一体どれだけの数いるのか正確には知らないが、少なくとも政府でいくつかの国に分けて管理しなければならない程度にはいる。

そして万屋は全国共通だった。

つまりそれだけ大勢の審神者と刀剣男士が集まるのだから街全体もかなり広いわけだ。

そんな場所で大勢いる秋田藤四郎の中からうちの秋田を探さなければならない。

カラスを放って見つけることも考えたけれど、あれは視界を共有できるだけで、たとえ秋田藤四郎を見つけてもそれがうちの秋田なのかを確かめるためには直接出向かなければならないのだ。

あの子はレア刀でもなければ、目立たないようにと粟田口の戦闘服を着ていたはずなのでそれではキリがない。

結局、私が自力で探すしかないのだ。

そうして東奔西走やっと見つけた秋田と合流するべく、少し離れた目立たない所に降り立って人間に化け直す。

急がなければ!

と秋田を呼びながら走り、気付いて駆け寄ってきてくれた秋田の手を取って踵を返そうとした時、突如上がった呻き声に反応した秋田がするりと手から抜け出し駆けて行ってしまった。

あきたくぅんんんん!?

「大丈夫ですか!?」

「産まれるかもッ」

「大丈夫だからな、大将」

産気づいとるがな!!
騒ぎを聞きつけて野次馬も続々と集まってくる。ここって救急車とか来るっけ?誰も連絡してる様子ないし、走ってるとこ見たこともないけど。

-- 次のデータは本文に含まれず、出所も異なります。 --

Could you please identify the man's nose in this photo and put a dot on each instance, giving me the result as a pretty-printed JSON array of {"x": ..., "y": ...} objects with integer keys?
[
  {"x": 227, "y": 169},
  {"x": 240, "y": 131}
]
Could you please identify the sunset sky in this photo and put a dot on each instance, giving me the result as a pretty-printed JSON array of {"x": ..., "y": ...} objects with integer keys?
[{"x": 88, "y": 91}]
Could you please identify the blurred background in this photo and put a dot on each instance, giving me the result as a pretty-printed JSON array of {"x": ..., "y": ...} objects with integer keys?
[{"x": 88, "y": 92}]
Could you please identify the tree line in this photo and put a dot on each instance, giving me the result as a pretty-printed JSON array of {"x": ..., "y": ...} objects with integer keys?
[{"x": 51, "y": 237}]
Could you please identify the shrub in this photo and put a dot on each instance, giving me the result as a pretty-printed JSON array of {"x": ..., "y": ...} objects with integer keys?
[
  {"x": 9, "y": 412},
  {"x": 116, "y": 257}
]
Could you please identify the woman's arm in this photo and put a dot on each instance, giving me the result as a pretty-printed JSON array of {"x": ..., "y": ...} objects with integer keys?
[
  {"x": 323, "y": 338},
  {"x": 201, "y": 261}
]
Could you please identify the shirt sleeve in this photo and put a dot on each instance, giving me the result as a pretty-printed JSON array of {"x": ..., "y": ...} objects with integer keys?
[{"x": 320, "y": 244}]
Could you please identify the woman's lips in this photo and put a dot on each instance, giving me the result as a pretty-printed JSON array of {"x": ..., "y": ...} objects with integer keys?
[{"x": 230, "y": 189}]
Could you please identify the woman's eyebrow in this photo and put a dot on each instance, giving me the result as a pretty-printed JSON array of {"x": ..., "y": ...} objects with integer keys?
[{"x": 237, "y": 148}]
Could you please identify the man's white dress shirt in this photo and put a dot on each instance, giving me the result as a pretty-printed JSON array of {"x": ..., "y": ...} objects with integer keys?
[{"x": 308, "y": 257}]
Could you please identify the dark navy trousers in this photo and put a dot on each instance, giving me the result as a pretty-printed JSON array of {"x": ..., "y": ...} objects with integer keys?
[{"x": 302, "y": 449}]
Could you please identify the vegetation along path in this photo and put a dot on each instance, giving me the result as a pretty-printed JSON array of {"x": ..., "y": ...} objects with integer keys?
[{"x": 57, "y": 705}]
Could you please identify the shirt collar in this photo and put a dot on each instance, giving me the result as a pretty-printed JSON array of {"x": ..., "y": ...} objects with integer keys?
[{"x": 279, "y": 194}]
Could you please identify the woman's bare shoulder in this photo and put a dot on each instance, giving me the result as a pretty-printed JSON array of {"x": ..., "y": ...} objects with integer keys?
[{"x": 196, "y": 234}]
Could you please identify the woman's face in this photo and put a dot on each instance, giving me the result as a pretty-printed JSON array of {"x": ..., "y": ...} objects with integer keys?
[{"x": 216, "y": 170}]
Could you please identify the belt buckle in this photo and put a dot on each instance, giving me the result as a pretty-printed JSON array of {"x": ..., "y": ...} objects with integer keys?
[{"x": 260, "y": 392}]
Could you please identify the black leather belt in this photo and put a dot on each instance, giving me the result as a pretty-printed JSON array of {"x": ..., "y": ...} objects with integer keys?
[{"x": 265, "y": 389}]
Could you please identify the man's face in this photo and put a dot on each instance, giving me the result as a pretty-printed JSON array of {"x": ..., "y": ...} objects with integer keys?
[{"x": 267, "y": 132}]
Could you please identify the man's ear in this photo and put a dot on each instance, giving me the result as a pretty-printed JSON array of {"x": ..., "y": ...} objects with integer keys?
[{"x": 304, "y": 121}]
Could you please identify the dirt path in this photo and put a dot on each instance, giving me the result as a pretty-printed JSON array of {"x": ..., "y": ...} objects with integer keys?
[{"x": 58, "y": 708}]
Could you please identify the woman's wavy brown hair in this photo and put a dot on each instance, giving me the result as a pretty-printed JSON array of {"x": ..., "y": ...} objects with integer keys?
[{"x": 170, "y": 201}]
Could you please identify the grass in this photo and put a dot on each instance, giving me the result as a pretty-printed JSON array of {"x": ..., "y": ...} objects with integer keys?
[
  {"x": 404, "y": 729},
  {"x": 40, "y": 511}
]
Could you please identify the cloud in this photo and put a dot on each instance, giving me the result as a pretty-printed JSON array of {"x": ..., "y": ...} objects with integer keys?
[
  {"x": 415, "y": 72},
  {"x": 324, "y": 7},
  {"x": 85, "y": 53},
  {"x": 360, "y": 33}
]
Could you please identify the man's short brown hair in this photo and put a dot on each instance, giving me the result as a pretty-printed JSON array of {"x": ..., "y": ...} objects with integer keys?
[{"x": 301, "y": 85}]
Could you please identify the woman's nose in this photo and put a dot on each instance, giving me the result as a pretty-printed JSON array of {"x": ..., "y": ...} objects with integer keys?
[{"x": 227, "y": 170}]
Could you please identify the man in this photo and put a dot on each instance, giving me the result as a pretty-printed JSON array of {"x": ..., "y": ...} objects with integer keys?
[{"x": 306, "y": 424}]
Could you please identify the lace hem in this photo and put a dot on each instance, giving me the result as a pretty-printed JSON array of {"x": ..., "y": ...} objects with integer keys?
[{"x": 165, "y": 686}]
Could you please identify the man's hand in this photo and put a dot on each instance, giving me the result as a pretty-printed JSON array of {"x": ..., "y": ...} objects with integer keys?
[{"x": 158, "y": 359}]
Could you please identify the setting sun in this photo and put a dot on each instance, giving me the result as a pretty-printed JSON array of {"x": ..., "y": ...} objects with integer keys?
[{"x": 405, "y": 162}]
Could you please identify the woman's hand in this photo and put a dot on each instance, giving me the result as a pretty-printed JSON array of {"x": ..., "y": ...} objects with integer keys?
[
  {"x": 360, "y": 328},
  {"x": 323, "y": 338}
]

そうこうしてる間に薬研藤四郎がおそらく陣痛の感覚を測り始めた。
秋田は女性をさすったり声をかけたりしている。

これは……仕方ないか。

流石にこの状況と懸命な秋田を見捨てるほど落ちぶれちゃいないんですわ。

急いでそこら辺の反物屋に声をかけて商品を譲ってもらう。
緊急なんですすみせん、代金は後で当人が政府で頼みます。

オラ働け野次馬共!

「そこの貴方はすぐ管理部なりなんなり連絡して、誰が出産経験ある方いません?あと貴方と貴方、それからそこの人らも、この布で仕切り作って見えないようにしてあげなさい!」

こういう時ほんと男は頼りにならねぇなと思う。男審神者と大きな刀剣男士が右往左往してるのを短刀がテキパキと引っ張り出した。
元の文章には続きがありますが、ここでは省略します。